Et une deuxième question concernant les relations entre la Grèce et l’OTAN. Pendant la durée des tensions en Méditerranée orientale, le gouvernement grec a laissé entendre qu’il y a eu un certain soutien en faveur de la Turquie dans l’approche de l’OTAN concernant la Grèce et la Turquie. Comment voyez-vous la situation ? Merci beaucoup.
N. Dendias : Merci pour vos questions. Tout d’abord, ce que vous avez dit est très juste. J’étais hier au Parlement, pour présenter un projet de loi, une loi, en vertu de laquelle la Grèce étend ses eaux territoriales dans la mer Ionienne, de 6 à 12 miles nautiques. Et par ailleurs, j’ai clairement dit devant le parlement hellénique, mais aussi pour que tout le monde puisse l’entendre, que la Grèce a le droit souverain d’étendre ses eaux territoriales conformément à la Convention des Nations Unies sur le droit de la mer, autrement dit de six miles à douze miles partout, au sud de la Grèce ou dans la mer Egée. Cela est notre droit souverain. Nous ne sommes pas obligés, conformément à la Convention des Nations Unies sur le droit de la mer, de négocier avec un autre pays pour étendre nos eaux territoriales. Nous étendons nos eaux territoriales dans la mer Ionienne sans négocier avec nos bons amis les Italiens ou nos bons amis les Albanais, qui d’ailleurs ont procédé au préalable à une extension sans négocier avec nous. Cela était leur droit. Donc nous n’allons pas négocier avec la Turquie à ce sujet. Et vous me donnez l’occasion combien il est inacceptable que la Turquie ait institué une menace de guerre contre nous si nous exerçons un droit souverain prévu par le droit international. Ce que nous appelons en latin le casus belli. Mon homologue est professeur et connaît très bien cette expression. Il est inacceptable qu’au 21e siècle un pays menace de guerre un autre pays, si ce dernier exerce un droit en vertu du droit international.
S’agissant de l’OTAN. Ce que nous avons dit est que l’OTAN est une alliance, sans doute l’alliance la plus réussie dans l’histoire de l’humanité et une alliance très utile si je puis dire. Mais elle se retrouve dans une position difficile, lorsqu’elle doit affronter des différends entre les Etats membres. Et parfois, elle adopte une approche de l’équidistance. Toutefois, si l’un des pays a tort et que l’autre a raison et que l’Organisation adopte la pratique de l’équidistance, alors elle commet une injustice à l’égard du pays qui a raison. Merci.

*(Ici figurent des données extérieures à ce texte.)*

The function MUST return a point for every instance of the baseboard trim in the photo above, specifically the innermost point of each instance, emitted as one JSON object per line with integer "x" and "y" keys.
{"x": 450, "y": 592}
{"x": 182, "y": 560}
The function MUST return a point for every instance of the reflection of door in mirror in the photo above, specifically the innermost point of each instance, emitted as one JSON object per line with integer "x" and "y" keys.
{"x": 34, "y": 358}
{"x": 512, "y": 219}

Question (inaudible) sur la fermeture des frontières en raison de la pandémie de Covid et si cela appelle à la prise de mesures plus sévères ?

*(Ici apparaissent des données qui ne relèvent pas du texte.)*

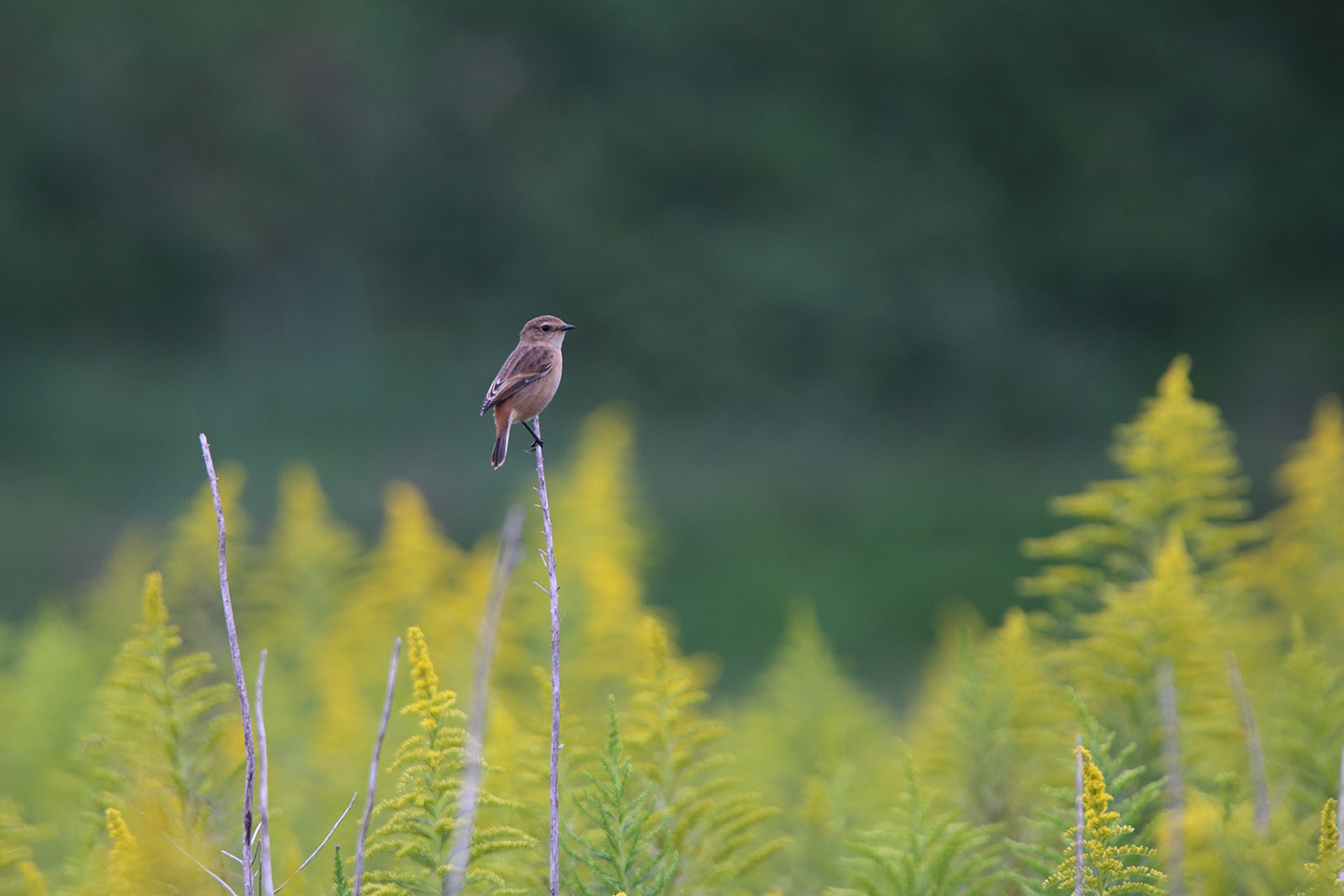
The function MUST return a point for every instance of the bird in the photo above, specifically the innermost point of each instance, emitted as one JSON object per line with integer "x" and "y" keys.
{"x": 527, "y": 382}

N. Dendias : Je n’ai pas grand-chose à dire à ce sujet. Pour nous ce n’est pas si facile, car nous avons des frontières communes avec un nombre de pays non membres de l’UE. Mais nous avons toujours agi de façon coordonnée avec les autorités compétentes de l’UE, tout en gardant à l’esprit la santé de nos citoyens, mais aussi la santé de tous les citoyens autour de nous, dans cette équation difficile qui consiste à essayer de sauver le plus possible sur le plan de l’économie. Espérons que la vaccination de la population nous sortira très rapidement de cette position très très difficile pour l’économie et les sociétés ».